Он смотрел вниз, на сражение.
— Ничего хорошего, да?
— Не то слово.
— Наверное, поэтому Она и собралась выйти.
Я повернулся к нему.
— Да. Она идёт, — добавил Одноглазый. — Собственной персоной.
Холодно. Так холодно, так холодно. Не знаю почему. Я услышал крик Капитана. Лейтенант, Леденец, Элмо, Ворон и бог знает кто ещё вопили нам, чтобы мы заняли свои места. Время, когда можно было держаться за задницу, кончилось. Я побежал к своему госпиталю, который представлял из себя несколько палаток, поставленных с тыльной стороны пирамиды. К сожалению, он оказался с подветренной стороны от отхожего места.
— Проверка, — сказал я Одноглазому. — Посмотри, чтобы всё было готово.
Леди выехала верхом, показавшись у лестницы, которая поднимается на пирамиду почти от самого выхода из Башни. Она ехала на лошади специально выведенной породы. Горячая по нраву лошадь была к тому же огромных размеров. Её лоснящиеся бока наводили на мысль о художниках, в чьём представлении такая лошадь — само совершенство. Одеяние Леди было изысканно — красная и золотая парча, белые шарфы, золотые и серебряные украшения и несколько чёрных деталей. Она была похожа на богатую даму, которую можно встретить в Опале. Её волосы были чернее ночи. Длинными локонами они спадали из-под изящной, украшенной кружевами и белыми страусиными перьями треугольной шляпы. Леди выглядела самое большее на двадцать лет. Там, где она проезжала, её окружала полная тишина.
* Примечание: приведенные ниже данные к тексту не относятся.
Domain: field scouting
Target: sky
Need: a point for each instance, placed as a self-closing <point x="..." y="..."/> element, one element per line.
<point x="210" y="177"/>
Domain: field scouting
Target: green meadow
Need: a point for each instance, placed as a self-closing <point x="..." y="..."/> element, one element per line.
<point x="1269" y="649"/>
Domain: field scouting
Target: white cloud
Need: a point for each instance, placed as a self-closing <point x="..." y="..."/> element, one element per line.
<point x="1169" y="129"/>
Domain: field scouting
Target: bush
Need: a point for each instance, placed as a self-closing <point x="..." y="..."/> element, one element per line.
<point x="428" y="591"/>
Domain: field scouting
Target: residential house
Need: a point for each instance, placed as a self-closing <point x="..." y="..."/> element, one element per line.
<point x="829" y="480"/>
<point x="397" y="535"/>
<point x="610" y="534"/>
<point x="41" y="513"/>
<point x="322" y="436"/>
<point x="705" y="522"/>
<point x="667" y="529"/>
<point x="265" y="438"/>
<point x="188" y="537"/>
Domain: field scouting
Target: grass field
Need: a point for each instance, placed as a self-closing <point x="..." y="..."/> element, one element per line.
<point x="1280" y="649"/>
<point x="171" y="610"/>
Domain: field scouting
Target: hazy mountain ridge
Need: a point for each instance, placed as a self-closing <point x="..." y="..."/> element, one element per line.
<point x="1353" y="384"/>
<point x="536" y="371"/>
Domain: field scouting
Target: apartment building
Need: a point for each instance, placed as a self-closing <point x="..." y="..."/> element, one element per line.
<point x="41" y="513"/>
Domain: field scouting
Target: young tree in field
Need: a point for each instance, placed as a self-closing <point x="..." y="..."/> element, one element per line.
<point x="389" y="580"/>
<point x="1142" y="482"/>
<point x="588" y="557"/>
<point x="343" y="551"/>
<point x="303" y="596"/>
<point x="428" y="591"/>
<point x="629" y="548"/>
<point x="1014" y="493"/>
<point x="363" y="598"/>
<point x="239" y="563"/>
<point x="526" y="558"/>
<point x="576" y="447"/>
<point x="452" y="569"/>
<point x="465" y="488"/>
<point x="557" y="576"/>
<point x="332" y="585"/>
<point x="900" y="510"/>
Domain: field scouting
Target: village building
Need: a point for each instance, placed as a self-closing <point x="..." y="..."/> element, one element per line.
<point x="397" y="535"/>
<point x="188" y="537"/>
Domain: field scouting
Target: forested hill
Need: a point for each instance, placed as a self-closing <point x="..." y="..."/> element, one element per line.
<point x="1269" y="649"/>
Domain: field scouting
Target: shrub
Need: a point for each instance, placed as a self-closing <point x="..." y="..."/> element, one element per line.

От изумления у всех раскрывались рты. Но выражения страха я не заметил ни у кого.
Те, кто сопровождал Леди, ещё больше подчёркивали её образ. Среднего роста, все в чёрном, лица скрыты тонкой чёрной материей. Они сидели на чёрных же лошадях, вся упряжь которых тоже была чёрной. Знакомый образ Поверженного. У одного их них в руках было длинное чёрное копьё с наконечником из чернёной стали, а у второго — большой серебряный рог. Они ехали с разных сторон от Леди, на расстоянии точно в один ярд.
Проезжая мимо, Она одарила меня сладкой улыбкой. Глаза её поблёскивали весельем и звали…
— Она всё ещё любит тебя, — усмехнулся Одноглазый.
— Это как раз то, чего я боюсь, — сказал я, пожав плечами.
Она проехала вдоль строя Гвардии, прямо к Капитану, и поговорила с ним полминуты. Он не выказывал никаких эмоций, столкнувшись лицом к лицу с этой старой злодейкой. Ничто не может поколебать Капитана, когда он надевает свою маску командира.
К нам протолкнулся Элмо.
— Как поживаешь, приятель? — спросил я. Мы не виделись уже несколько дней.